Monday, 19 September 2016

Spondylodiscitis in a Geriatric Male

The incidence of Pyogenic Spondylodiscitis (PS) seems to be increasing in the last years as a result of the higher life expectancy of older patients with chronic debilitating diseases; also a number of co-morbidities have been found to increase the risk of disease such as diabetes (11-31%), immunosuppression, intravenous drug use, alcoholism, chronic debility disease with decubitus ulcers, malignancy, alcohol use and renal failure.

Geriatric Male
The source of infection in the elderly has been related to the use of intravenous access devices and the asymptomatic urinary infections.A single organism is usually involved, although polymicrobial infections do occur in chronic and debility conditions.

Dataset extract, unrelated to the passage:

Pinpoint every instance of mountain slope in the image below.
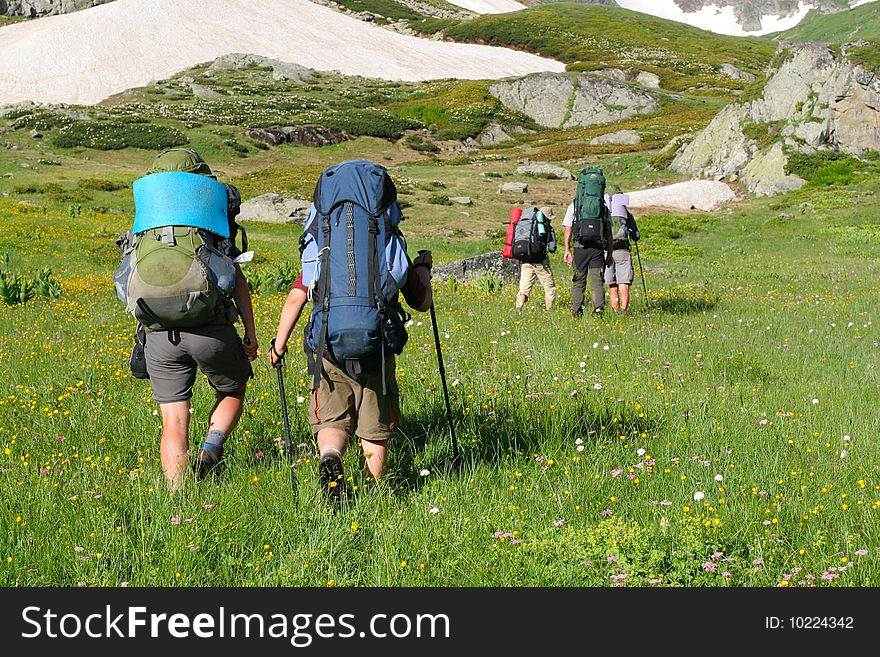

Staphylococcus aureus is the most common organism isolated implicated into 15- 84% of nontuberculosis cases of infection and frequently observed as complication of invasive spinal procedures (17-33%).

Bacilli gramnegative such as E.Coli, Proteus and Pseudomonas are often associated with immunosuppressive conditions, diabetes, procedures or infection involving the genitourinary and gastrointestinal tract. At the other hand immuno compromise patients, homeless, alcolists, prisoners or immigrants from sub-Saharan Africa, the Indian sub-continent and south-east Asia are exposed to tuberculosis infection.